The Versioning Machine 3.2 (released July 2007)
The Development Team for the Versioning Machine 3.0 - 3.2 included Susan Schreibman, Ann Hanlon, and Sean Daugherty, as well as:
- Amit Kumar is an Instructional Technology Developer at the Graduate School of Library Information Sciences (GISLIS) at the University of Illinois Urbana-Champaign. His areas of research are whiteboard applications and service location protocols, with particular interest in XML based protocols for distributed environments. He received a MS in Computer Science from University of Kentucky in 2002. His other humanities computing work includes teiPublisher and the Virtual Lightbox.
- Tony Ross worked as a graduate assistant at Digital Collections and Research at the University of Maryland Libraries until July 2007, when he earned his Masters in Library Science at the University of Maryland College Park. He has previously worked in book and magazine publishing industries, and for several advertising agencies.
- The Versioning Machine team gratefully thanks Tamara Lopez and John A. Walsh at Indiana University for code used in the Versioning Machine image and note viewer. This code was original developed for the Chymistry of Isaac Newton Project.
The Versioning Machine 1.0 (released May 2003) and 2.0 (released December 2003)
The Versioning Machine debuted at the 2002 ALLC/ACH (Association for Literary and Linguistic Computing / Association for Computers and the Humanities) Conference in Tübingen, Germany. Version 2.1 supported the following new features: support for multiple web browsers, including Internet Explorer, Mozilla 1.7+ and Firefox 1.0+ (with all Mozilla-based browsers functioning on Windows and Macintosh); the ability to statically transform documents to HTML prior to upload; the pretransformed HTML gave greater access across multiple browsers, including Netscape 7.0 and Mozila 1.3+ (Windows and Mac), Internet Explorer 5.5 (Windows), and Safari 1.2+ (Mac). The Development Team included Susan Schreibman and Amit Kumar, with the assistance of:
- Jarom McDonald is Assistant Research Professor at the Humanities Technology and Research Support Center, Brigham Young University. He was previously project manager of the Dickinson Electronic Archives at the University of Maryland, where he received his Ph.D in 2005.
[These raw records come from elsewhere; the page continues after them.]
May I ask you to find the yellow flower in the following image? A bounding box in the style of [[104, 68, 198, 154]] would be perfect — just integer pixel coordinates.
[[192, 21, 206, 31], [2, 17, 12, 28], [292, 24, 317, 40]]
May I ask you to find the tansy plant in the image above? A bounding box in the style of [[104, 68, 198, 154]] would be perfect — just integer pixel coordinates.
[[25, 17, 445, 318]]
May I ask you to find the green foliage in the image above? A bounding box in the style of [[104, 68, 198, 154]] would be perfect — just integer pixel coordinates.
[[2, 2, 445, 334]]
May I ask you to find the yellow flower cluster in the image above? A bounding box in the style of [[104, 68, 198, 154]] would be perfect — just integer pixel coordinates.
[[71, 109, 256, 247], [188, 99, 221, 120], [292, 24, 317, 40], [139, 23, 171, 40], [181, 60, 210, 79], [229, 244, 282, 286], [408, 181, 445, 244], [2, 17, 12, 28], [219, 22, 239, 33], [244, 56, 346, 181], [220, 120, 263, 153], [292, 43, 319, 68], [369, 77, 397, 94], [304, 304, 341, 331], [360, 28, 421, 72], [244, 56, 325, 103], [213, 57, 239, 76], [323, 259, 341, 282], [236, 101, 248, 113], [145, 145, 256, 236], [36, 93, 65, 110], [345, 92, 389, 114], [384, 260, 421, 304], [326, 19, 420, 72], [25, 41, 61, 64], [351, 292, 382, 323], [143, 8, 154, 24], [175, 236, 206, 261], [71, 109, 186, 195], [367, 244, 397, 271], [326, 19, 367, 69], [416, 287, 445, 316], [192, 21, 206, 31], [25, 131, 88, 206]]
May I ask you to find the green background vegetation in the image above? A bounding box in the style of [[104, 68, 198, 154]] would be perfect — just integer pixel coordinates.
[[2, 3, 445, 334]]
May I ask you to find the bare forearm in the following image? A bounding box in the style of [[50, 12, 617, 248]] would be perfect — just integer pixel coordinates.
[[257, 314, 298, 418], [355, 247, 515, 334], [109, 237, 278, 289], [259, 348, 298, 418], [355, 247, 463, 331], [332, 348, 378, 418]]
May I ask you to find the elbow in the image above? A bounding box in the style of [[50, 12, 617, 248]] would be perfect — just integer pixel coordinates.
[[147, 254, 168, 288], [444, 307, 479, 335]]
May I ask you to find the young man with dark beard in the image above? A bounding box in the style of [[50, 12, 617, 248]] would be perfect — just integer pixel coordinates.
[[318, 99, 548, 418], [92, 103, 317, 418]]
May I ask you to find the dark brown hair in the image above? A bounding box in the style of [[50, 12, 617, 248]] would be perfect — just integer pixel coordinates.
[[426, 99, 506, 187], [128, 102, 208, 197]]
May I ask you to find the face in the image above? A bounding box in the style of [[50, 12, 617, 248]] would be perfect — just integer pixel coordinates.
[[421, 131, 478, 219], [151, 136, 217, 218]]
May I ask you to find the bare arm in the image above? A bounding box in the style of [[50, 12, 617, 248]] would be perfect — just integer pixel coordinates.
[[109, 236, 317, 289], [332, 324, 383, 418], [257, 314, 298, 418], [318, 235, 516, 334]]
- Lara Vetter is Assistant Professor of English, University of North Carolina at Charlotte. She is General Editor of the Dickinson Electronic Archives; coeditor of the writings of Emily Dickinson and several members of her family; and head of a project to encode Dickinson's manuscripts, the Dickinson family papers, and related secondary works in TEI-conformant XML.
- Eric White is a former graphic designer and webmaster at the Maryland Institute for Technology in the Humanities (MITH). He received his BA in art history from the University of Maryland in 2002. He is currently a freelance web designer.
Other Contributions
- Jose Chua was an early contributor to the Versioning Machine. He wrote the JavaScript and XSLT for the first version of the VM which was launched at a poster session at the 2001 ACH/ALLC in New York City.
- Michael Beddow was one of the first Beta-testers for the Versioning Machine. He made several improvements to the code, including making the VM fully functional in Netscape.